Vor diesem Hintergrund bietet Paul Krugman in seinem Blog in NYTimes vier Punkte, um die keynesianische Sicht kurz zusammenzufassen:

(1) Weil es an Ausgaben mangelt, produzieren Volkswirtschaften manchmal viel weniger als sie in der Tat können. Und beschäftigen weniger Menschen als sie sollten. Solche Episoden können aus einer Vielzahl von Gründen vorkommen; die Frage ist, wie wir darauf reagieren.

(2) Es gibt normalerweise Kräfte, die die Wirtschaft in Richtung Vollbeschäftigung schieben. Aber sie funktionieren langsam; wenn man sich nicht einmischt, während die Wirtschaft schwer angeschlagen ist, bedeutet es, eine unnötige Zeit des Leidens über sich ergehen zu lassen.

(3) Es ist oft möglich, diese Zeit der Schmerzen und des Leids drastisch zu kürzen und die menschlichen und finanziellen Verluste durch “Geld drucken” (“printing money”) und den Einsatz der Macht der Zentralbank zur Geldschaffung zu reduzieren, um die Zinsen nach unten zu drucken.


(4) Manchmal verliert die Geldpolitik aber an Wirksamkeit, insbesondere, wenn die nominalen Zinsen nahe null liegen. In diesem Fall kann ein vorübergehendes Deficit Financing einen vorteilhaften Schub auslösen. Und umgekehrt verursacht Austerität (fiscal austerity) in einer schwer angeschlagenen Wirtschaft hohe ökonomische Verluste.

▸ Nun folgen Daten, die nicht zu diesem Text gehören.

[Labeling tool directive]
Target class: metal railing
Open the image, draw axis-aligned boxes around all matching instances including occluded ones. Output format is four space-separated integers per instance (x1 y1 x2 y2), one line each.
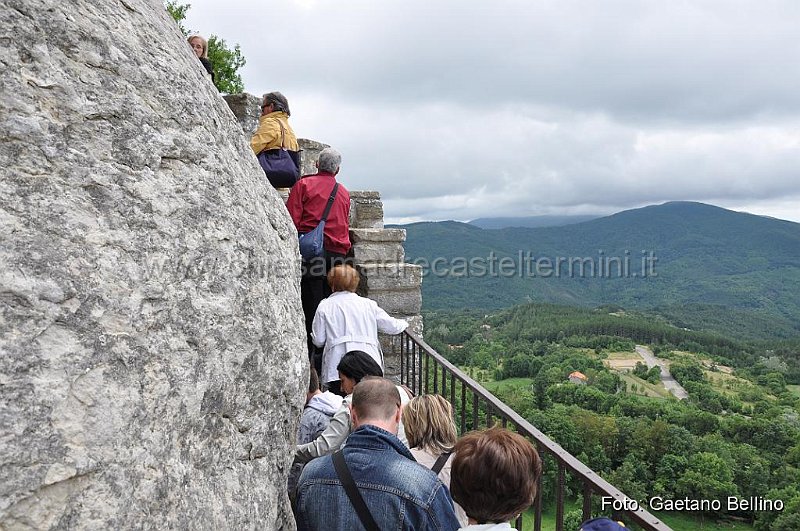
392 331 670 531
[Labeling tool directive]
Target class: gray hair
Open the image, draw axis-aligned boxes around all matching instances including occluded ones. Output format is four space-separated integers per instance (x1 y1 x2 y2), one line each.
317 148 342 173
261 92 292 116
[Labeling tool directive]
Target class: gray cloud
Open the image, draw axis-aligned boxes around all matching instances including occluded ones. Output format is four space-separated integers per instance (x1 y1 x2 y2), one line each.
187 0 800 220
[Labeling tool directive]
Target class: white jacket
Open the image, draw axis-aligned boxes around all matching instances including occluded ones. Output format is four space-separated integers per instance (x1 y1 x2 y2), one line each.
311 291 408 383
294 385 411 463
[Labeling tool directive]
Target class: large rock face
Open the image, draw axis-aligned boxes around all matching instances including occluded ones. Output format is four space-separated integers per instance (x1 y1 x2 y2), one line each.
0 0 307 529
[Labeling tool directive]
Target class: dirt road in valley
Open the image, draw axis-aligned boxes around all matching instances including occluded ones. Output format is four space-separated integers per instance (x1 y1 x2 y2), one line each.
636 345 689 400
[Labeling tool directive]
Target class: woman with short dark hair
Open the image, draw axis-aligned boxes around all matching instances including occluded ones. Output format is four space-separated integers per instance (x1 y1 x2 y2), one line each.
450 427 542 531
294 350 411 463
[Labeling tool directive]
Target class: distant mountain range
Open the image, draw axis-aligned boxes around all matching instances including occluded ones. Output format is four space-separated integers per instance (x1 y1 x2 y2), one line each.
400 202 800 338
469 215 600 229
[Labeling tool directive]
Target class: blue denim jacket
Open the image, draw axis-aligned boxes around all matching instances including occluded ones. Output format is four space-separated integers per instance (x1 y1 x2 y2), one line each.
297 425 461 531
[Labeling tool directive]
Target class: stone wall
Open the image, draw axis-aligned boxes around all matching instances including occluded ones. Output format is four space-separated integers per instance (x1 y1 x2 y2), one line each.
225 94 423 376
0 0 308 530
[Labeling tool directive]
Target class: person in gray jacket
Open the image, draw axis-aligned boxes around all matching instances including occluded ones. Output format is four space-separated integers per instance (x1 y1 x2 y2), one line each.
294 350 413 463
289 367 343 500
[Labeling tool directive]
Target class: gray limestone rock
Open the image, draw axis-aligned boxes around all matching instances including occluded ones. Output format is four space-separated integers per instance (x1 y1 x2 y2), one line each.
0 0 307 529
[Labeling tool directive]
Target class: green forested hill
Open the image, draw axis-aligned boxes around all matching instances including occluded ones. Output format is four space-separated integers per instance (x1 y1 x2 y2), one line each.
403 202 800 338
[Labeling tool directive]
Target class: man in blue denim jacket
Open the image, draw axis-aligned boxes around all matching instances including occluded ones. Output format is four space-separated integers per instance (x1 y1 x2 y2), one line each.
297 378 460 531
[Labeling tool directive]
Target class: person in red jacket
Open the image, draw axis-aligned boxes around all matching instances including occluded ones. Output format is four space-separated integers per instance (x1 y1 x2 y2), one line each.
286 148 351 371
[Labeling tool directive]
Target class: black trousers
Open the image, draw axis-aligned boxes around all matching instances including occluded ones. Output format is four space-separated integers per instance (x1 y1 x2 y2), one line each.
300 251 352 373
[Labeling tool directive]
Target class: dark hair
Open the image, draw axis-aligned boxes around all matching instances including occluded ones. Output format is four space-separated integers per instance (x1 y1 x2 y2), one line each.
261 92 292 116
450 427 542 524
308 365 319 393
336 350 383 383
328 264 361 293
352 376 402 424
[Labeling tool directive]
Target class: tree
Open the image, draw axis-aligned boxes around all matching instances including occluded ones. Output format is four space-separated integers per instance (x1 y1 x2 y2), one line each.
165 0 246 94
675 452 738 510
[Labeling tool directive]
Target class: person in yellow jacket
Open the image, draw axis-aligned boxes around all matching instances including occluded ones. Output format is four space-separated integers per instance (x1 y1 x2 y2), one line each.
250 92 299 155
250 92 300 188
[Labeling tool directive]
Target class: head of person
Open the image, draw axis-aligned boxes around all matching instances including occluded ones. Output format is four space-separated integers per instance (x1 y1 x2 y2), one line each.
328 264 361 293
403 395 458 454
306 365 320 402
261 92 292 116
450 427 542 524
186 35 208 59
336 350 383 395
350 376 401 434
317 148 342 175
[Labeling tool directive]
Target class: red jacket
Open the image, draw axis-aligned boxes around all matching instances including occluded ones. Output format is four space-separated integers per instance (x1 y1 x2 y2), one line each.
286 173 350 254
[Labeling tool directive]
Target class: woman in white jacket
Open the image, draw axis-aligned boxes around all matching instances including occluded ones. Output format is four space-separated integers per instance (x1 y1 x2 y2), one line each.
311 265 408 392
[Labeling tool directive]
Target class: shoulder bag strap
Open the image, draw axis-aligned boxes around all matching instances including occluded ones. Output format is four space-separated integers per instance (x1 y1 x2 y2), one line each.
431 452 453 476
319 183 339 223
333 450 380 531
275 118 286 149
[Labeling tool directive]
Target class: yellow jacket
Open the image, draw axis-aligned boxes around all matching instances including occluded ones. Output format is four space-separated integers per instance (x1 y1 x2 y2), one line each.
250 111 300 155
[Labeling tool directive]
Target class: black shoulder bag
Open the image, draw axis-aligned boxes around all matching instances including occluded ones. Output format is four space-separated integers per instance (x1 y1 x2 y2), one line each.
258 118 300 188
333 450 380 531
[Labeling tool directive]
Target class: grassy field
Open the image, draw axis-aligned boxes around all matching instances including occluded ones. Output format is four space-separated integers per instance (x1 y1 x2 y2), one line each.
653 511 753 531
522 500 753 531
606 352 644 364
481 378 533 395
619 373 672 398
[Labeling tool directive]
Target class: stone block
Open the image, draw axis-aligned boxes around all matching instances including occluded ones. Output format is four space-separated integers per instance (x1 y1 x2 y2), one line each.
350 194 383 229
222 92 261 135
359 263 422 293
353 242 405 264
369 289 422 315
297 138 330 175
350 229 406 244
0 6 308 531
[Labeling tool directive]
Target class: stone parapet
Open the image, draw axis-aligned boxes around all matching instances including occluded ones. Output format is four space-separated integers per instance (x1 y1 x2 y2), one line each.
359 263 422 293
350 191 383 229
350 229 406 265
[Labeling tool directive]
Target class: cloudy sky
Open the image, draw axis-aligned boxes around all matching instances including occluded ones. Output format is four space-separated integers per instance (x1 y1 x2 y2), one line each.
185 0 800 222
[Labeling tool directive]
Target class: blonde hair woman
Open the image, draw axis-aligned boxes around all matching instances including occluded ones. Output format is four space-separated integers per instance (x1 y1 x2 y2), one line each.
186 35 214 82
403 395 467 526
311 264 408 392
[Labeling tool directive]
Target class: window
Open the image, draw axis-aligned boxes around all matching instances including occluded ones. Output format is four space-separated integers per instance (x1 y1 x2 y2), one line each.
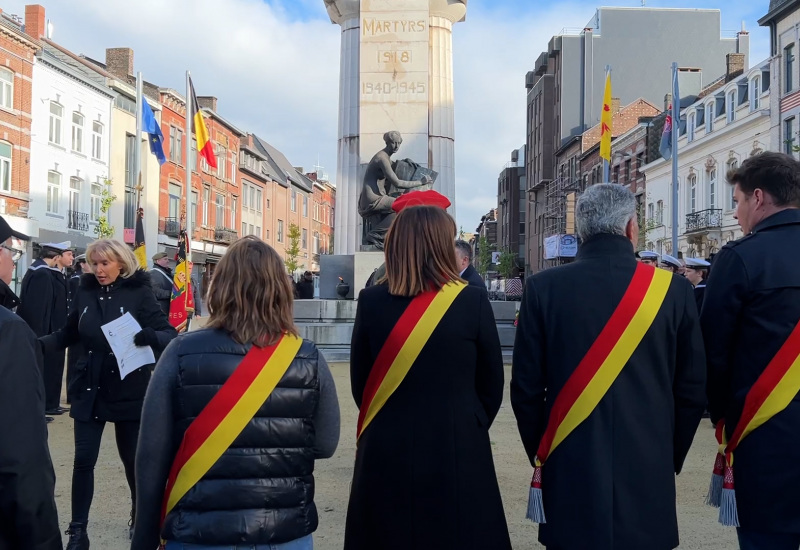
750 76 761 112
50 101 64 145
169 183 181 220
725 90 736 123
783 117 794 155
0 142 11 192
216 193 226 227
92 121 103 160
0 69 14 109
72 112 83 153
89 181 103 222
689 174 697 212
708 168 717 210
47 171 61 214
203 187 211 225
706 102 714 134
69 177 81 212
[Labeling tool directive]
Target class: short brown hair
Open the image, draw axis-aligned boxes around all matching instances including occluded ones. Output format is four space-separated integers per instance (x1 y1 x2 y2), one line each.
727 151 800 207
207 235 298 346
385 206 462 296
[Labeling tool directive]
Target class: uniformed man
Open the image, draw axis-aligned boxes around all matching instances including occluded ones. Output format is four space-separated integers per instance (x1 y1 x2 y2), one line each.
511 184 705 550
660 254 683 273
637 250 658 267
701 152 800 550
686 258 711 311
17 241 73 415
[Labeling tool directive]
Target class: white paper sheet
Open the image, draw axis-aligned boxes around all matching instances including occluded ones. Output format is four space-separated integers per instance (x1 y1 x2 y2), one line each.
100 313 156 380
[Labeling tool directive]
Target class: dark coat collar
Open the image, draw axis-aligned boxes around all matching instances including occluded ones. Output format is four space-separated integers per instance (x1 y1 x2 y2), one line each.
577 234 636 260
752 208 800 233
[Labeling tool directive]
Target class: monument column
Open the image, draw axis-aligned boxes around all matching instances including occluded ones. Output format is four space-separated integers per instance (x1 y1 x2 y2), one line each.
428 0 467 214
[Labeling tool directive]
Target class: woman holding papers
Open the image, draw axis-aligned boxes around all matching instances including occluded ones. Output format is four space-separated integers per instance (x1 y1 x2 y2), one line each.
131 236 339 550
344 205 511 550
40 239 177 550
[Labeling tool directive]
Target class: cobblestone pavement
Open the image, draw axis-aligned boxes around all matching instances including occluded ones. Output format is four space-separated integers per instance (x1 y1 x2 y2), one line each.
50 363 736 550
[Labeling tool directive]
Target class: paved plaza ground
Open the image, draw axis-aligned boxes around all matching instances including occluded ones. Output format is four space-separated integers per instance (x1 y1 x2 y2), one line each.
50 363 736 550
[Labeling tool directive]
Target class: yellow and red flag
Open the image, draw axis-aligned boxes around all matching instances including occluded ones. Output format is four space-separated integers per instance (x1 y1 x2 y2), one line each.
189 78 217 168
600 71 614 163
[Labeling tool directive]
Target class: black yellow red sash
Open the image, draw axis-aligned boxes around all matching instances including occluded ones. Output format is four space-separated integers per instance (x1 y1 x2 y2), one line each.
356 283 467 439
161 334 303 523
526 263 672 523
706 322 800 527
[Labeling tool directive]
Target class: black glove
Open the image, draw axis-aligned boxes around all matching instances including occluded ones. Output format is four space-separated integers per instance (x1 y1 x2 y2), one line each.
133 327 158 347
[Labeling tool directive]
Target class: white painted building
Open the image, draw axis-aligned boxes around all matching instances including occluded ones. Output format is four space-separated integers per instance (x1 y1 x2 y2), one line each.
28 44 114 249
641 61 774 258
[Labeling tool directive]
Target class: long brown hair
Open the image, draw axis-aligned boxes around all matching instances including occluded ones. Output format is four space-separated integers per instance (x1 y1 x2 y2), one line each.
208 236 298 346
385 206 462 296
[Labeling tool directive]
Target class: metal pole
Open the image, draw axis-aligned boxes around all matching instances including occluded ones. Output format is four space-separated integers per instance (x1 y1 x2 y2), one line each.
672 63 681 258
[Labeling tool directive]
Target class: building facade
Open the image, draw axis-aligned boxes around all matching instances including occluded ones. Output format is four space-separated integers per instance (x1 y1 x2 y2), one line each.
642 61 772 258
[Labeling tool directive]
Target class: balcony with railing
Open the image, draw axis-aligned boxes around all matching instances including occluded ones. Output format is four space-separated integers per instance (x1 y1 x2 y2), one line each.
214 227 239 243
686 208 722 233
164 218 181 239
67 210 89 231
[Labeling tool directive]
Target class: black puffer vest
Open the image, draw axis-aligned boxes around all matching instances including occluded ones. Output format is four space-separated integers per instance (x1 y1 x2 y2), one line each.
161 329 319 545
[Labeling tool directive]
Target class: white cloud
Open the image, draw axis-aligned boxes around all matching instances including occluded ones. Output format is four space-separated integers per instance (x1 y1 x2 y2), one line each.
3 0 764 231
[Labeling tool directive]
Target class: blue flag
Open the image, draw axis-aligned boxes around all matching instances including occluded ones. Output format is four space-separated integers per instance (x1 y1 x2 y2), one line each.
142 98 167 164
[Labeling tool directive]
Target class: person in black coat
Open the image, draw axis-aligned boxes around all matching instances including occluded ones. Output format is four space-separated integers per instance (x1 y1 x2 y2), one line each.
701 152 800 550
41 239 177 550
0 217 62 550
511 184 705 550
456 239 486 288
17 242 73 415
344 206 511 550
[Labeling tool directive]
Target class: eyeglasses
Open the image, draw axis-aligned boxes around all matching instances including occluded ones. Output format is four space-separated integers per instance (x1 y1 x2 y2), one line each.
0 244 23 263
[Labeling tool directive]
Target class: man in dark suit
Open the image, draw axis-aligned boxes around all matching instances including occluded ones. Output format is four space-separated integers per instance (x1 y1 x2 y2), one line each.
701 152 800 550
456 239 486 288
511 184 705 550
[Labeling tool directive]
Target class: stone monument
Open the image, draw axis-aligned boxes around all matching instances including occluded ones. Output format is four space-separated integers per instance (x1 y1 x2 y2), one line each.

Die Schlussfolgerung für die Welt, in der wir seit 2008 leben ist, aggressive monetäre Expansion sowie ein Konjunkturprogramm (fiscal stimulus), solange die Nullzins-Grenze (zero lower bound) die Geldpolitik einschränkt.

Doch stellen die Kritiker falsche Behauptungen auf, was Keynesianer angeblich denken:

Scheinargument 1: Jede wirtschaftliche Erholung, unabhängig davon, wie träge und wie verzögert, zeigt, dass Keynesianismus falsch liegt. Antwort: siehe oben (2).

Scheinargument 2: Keynesianer glauben, dass das Drucken von Geld alle Probleme löst. Antwort: siehe oben (3); Geld drucken kann ein spezifisches Problem lösen, wenn die Wirtschaft unter ihrer Kapazität arbeitet. Niemand sagt, dass dadurch eine höhere Produktivität hergezaubert werden kann oder eine Erkältung geheilt werden kann.

Scheinargument 3: Keynesianer bevorzugen immer deficit spending, unter allen Bedingungen: Antwort: siehe oben (4). Der Fall für Konjunkturpakete ist ziemlich restriktiv, das heisst, dass es lediglich unter der Voraussetzung, dass die Wirtschaft schwer angeschlagenen  (depressiv) ist und die Möglichkeiten der Geldpolitik eingeschränkt ist, zum Zuge kommt.

Ergänzend meldet sich auch Mark Thoma in seinem Blog zu Wort: Keynesianer favorisieren nicht einen grossen Staat (large government); sie glauben, dass das Defizit verwendet werden kann, die Wirtschaft in einer schweren Rezession anzukurbeln, wenn die Geldpolitik allein nicht im Stande ist, Stimulus anzubieten. Ferner sind die Keynesianer dafür, dass die Defizite in konjunkturell guten Zeiten abgebaut werden.